Today, the Iowa Supreme Court agreed with Cannon that Palmer failed to provide reasonable accommodations for his blindness. In doing so, the Court rejected Palmer’s arguments that the proposed accommodations would require a “fundamental alteration” of the school’s academic programs, and that the Court should defer to Palmer’s judgment on that point. Deference, the Court explained, is “inadequate in the disability discrimination context,” because courts “must go significantly further in their inquiries to insure inappropriate generalizations do not deny meaningful access to the benefits provided by educational institutions.” So, the Court went “significantly further” and concluded that Cannon’s proposals wouldn’t require a fundamental alteration of Palmer’s program—plenty of chiropractors work without X-rays, and some just consult with radiology specialists as needed. And even some medical schools have admitted and accommodated blind students in recent years. In light of these facts, the Court held Palmer failed to show any fundamental alteration of its curriculum.
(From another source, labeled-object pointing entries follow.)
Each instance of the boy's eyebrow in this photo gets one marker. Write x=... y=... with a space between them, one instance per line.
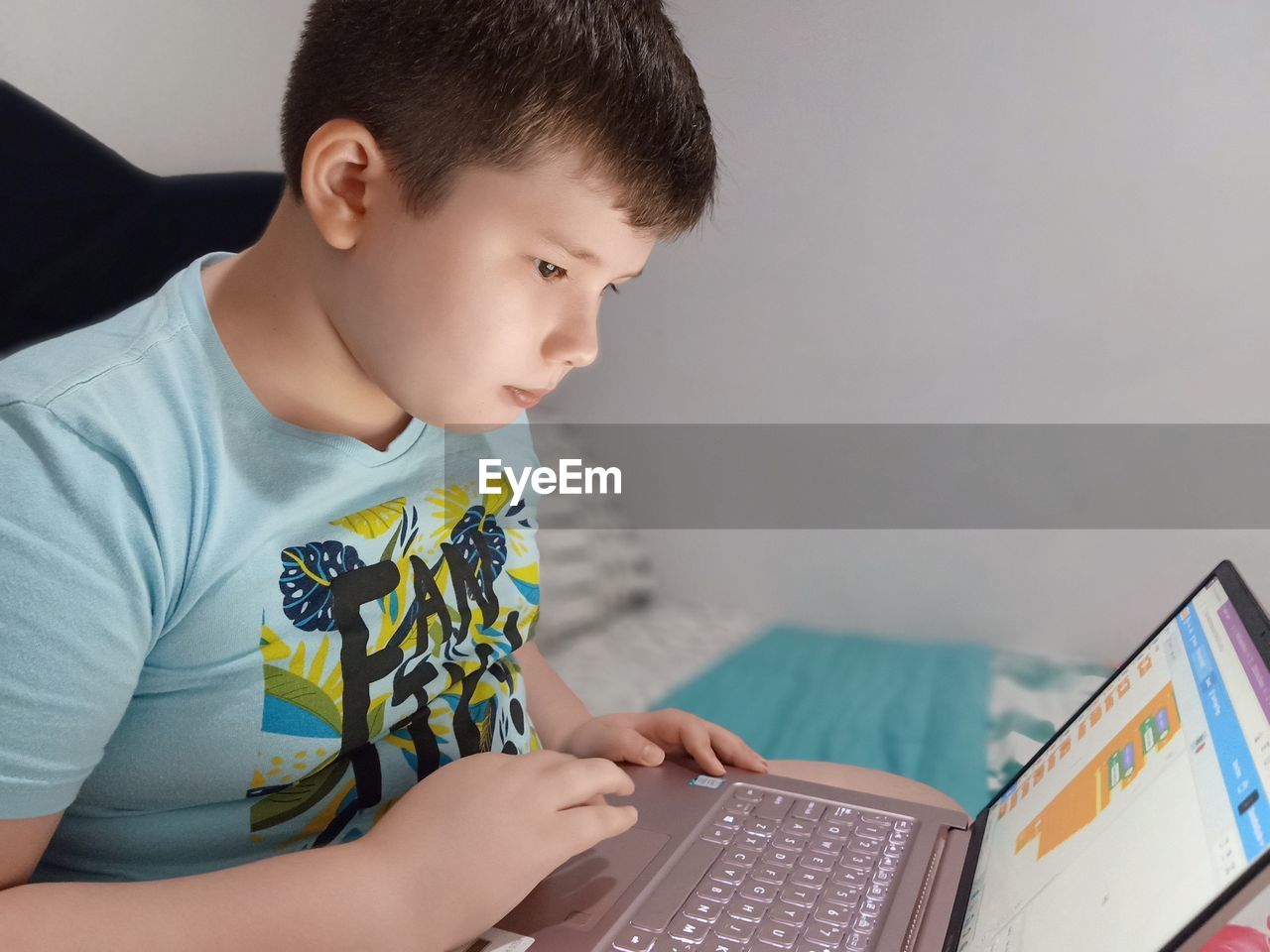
x=583 y=254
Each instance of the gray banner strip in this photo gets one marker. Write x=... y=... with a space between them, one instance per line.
x=920 y=476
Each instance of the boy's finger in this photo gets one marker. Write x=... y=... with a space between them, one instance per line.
x=697 y=742
x=739 y=753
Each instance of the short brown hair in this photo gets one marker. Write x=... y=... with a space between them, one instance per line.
x=443 y=84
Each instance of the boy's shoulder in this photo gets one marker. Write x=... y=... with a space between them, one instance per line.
x=119 y=366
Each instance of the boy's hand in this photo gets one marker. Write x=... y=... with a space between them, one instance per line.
x=647 y=738
x=468 y=842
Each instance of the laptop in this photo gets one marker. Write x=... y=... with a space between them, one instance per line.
x=1141 y=825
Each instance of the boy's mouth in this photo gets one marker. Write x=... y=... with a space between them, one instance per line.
x=526 y=398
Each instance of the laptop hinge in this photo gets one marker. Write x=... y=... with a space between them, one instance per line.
x=915 y=921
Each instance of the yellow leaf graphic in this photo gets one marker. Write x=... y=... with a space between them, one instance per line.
x=375 y=521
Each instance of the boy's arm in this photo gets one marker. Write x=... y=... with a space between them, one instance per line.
x=554 y=708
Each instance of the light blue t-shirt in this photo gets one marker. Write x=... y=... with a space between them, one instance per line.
x=225 y=636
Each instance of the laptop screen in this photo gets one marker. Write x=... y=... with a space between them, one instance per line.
x=1144 y=809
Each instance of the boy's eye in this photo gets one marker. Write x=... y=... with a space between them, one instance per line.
x=549 y=271
x=544 y=266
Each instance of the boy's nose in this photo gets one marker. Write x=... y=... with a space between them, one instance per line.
x=575 y=338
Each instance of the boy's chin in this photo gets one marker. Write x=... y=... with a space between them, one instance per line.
x=479 y=426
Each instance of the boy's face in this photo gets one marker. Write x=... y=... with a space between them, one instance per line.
x=465 y=316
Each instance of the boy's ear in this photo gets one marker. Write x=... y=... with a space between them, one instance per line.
x=341 y=164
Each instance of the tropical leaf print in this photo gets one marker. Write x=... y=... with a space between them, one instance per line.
x=298 y=797
x=296 y=706
x=373 y=522
x=305 y=581
x=474 y=529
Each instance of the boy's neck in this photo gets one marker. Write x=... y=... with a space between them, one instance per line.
x=267 y=308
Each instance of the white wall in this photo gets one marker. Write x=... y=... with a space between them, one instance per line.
x=933 y=212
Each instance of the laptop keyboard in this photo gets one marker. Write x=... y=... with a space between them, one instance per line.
x=772 y=871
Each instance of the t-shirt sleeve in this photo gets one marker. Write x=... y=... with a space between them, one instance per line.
x=79 y=571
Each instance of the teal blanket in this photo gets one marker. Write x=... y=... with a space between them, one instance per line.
x=919 y=710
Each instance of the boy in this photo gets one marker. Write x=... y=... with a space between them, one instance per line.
x=252 y=603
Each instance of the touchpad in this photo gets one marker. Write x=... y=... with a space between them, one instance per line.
x=581 y=890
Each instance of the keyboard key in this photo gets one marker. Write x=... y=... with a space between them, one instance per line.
x=729 y=819
x=778 y=934
x=788 y=914
x=808 y=809
x=825 y=934
x=826 y=844
x=702 y=909
x=631 y=939
x=688 y=929
x=722 y=871
x=851 y=879
x=817 y=861
x=715 y=892
x=747 y=909
x=656 y=911
x=758 y=892
x=835 y=829
x=775 y=856
x=842 y=895
x=799 y=896
x=808 y=879
x=760 y=825
x=734 y=930
x=858 y=844
x=832 y=914
x=774 y=806
x=740 y=857
x=769 y=874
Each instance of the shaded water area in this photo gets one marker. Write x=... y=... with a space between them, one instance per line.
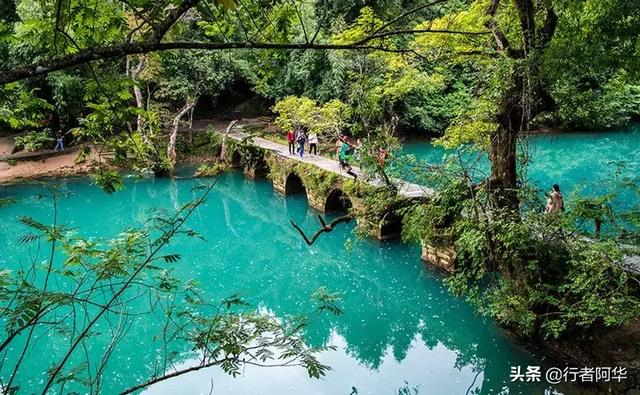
x=401 y=329
x=581 y=163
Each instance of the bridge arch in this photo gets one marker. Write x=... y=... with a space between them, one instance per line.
x=293 y=185
x=337 y=200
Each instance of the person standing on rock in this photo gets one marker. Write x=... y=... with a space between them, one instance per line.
x=555 y=200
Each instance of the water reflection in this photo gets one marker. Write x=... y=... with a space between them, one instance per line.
x=401 y=328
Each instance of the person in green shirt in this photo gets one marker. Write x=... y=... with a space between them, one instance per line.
x=345 y=152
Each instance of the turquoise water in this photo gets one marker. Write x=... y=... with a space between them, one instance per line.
x=401 y=329
x=581 y=163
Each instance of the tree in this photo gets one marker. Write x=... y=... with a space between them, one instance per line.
x=91 y=284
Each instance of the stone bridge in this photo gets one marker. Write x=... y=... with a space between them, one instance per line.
x=327 y=187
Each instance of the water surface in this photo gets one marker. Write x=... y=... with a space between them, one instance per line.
x=401 y=329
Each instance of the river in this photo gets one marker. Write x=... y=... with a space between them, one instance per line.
x=401 y=330
x=583 y=164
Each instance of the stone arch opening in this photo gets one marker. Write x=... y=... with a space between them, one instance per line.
x=337 y=201
x=236 y=159
x=390 y=226
x=293 y=185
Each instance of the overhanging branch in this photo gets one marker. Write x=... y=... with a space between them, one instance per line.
x=152 y=45
x=324 y=227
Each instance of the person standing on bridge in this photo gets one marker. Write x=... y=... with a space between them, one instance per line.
x=313 y=143
x=302 y=140
x=291 y=139
x=345 y=151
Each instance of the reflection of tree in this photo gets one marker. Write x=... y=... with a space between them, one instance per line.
x=386 y=298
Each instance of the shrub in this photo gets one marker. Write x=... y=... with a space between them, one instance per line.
x=35 y=141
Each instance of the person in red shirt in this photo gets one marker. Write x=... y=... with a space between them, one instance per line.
x=291 y=139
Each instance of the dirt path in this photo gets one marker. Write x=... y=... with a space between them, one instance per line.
x=62 y=164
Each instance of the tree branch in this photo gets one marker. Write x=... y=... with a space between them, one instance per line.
x=323 y=229
x=130 y=48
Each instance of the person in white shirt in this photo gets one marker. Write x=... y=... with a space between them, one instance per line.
x=313 y=143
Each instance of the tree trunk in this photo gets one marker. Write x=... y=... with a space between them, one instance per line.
x=171 y=147
x=223 y=148
x=511 y=120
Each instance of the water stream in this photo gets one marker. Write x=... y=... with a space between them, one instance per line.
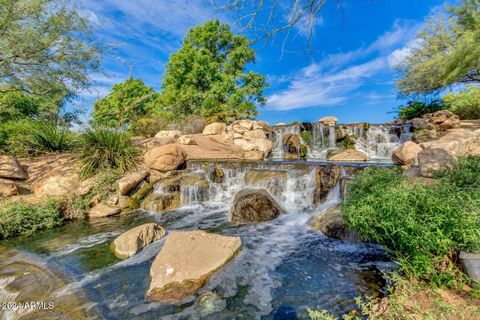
x=283 y=268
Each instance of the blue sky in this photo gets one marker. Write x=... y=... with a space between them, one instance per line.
x=348 y=73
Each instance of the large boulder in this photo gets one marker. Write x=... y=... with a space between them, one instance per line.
x=349 y=155
x=10 y=168
x=173 y=134
x=457 y=141
x=59 y=185
x=130 y=181
x=165 y=158
x=328 y=121
x=161 y=202
x=186 y=262
x=133 y=240
x=406 y=153
x=432 y=161
x=158 y=142
x=254 y=135
x=8 y=188
x=101 y=210
x=252 y=205
x=215 y=128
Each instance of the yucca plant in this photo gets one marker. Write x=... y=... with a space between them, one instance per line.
x=106 y=148
x=50 y=137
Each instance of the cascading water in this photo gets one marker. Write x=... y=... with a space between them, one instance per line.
x=283 y=267
x=380 y=140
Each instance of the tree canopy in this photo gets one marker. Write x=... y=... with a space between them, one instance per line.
x=128 y=101
x=447 y=52
x=45 y=48
x=208 y=76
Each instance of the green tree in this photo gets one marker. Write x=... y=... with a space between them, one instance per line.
x=128 y=101
x=46 y=48
x=208 y=76
x=447 y=52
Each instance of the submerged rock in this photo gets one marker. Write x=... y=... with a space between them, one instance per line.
x=186 y=262
x=101 y=210
x=349 y=155
x=160 y=202
x=165 y=158
x=135 y=239
x=406 y=153
x=251 y=205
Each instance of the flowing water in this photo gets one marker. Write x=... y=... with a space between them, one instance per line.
x=283 y=268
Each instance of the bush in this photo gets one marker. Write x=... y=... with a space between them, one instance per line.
x=416 y=109
x=149 y=126
x=104 y=149
x=29 y=138
x=424 y=225
x=23 y=218
x=194 y=124
x=465 y=104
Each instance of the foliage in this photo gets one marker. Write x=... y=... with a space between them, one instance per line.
x=47 y=47
x=18 y=218
x=194 y=124
x=465 y=104
x=416 y=109
x=207 y=76
x=424 y=225
x=446 y=52
x=128 y=101
x=105 y=148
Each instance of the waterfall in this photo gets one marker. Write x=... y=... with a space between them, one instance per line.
x=380 y=140
x=322 y=139
x=278 y=135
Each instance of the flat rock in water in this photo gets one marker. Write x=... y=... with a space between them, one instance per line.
x=186 y=262
x=135 y=239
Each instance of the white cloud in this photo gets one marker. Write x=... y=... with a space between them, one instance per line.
x=335 y=79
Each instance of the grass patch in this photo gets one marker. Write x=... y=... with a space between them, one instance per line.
x=425 y=226
x=18 y=218
x=103 y=149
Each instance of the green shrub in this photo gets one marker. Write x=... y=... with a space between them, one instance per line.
x=148 y=126
x=23 y=218
x=194 y=124
x=421 y=224
x=416 y=109
x=104 y=149
x=465 y=104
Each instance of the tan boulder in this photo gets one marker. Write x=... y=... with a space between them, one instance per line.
x=349 y=155
x=186 y=262
x=60 y=185
x=10 y=168
x=254 y=134
x=263 y=145
x=158 y=142
x=253 y=155
x=434 y=160
x=173 y=134
x=254 y=205
x=8 y=188
x=328 y=121
x=215 y=128
x=165 y=158
x=406 y=153
x=135 y=239
x=130 y=181
x=245 y=145
x=101 y=210
x=457 y=141
x=186 y=140
x=161 y=202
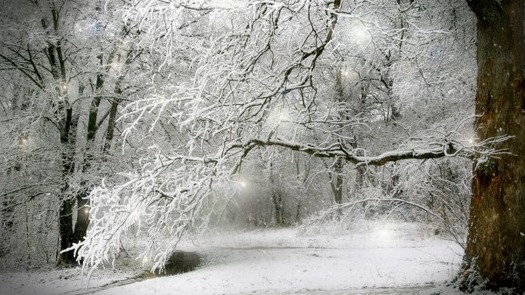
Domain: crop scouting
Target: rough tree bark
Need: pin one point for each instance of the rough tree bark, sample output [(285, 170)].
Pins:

Justice Waterman, joined by Justice Mansfield, issued a sharply-worded dissent, describing the Court’s holding as a “ludicrous” and “unprecedented” intrusion into academic judgment. That intrusion, Justice Waterman wrote, “elevates political correctness over common sense,” and allows a blind student to interpret X-rays based on what an “untrained reader” tells him—a scenario which could lead to misinterpreted X-rays and “lifelong paralysis.” Instead of striking a “balance,” as the majority claimed it was, the Court’s opinion ran “roughshod over Palmer’s legitimate interests and the integrity of Palmer’s chiropractic program.” The decision shows that the Iowa Supreme Court will not be quick to defer to a college’s judgment about the “fundamental” components of its curriculum. In reviewing that judgment, the Court relied in part on cases from the employment context addressing “fundamental” or “essential” job functions, but it remains to be seen how the Court will apply the Palmer College decision outside of the academic arena.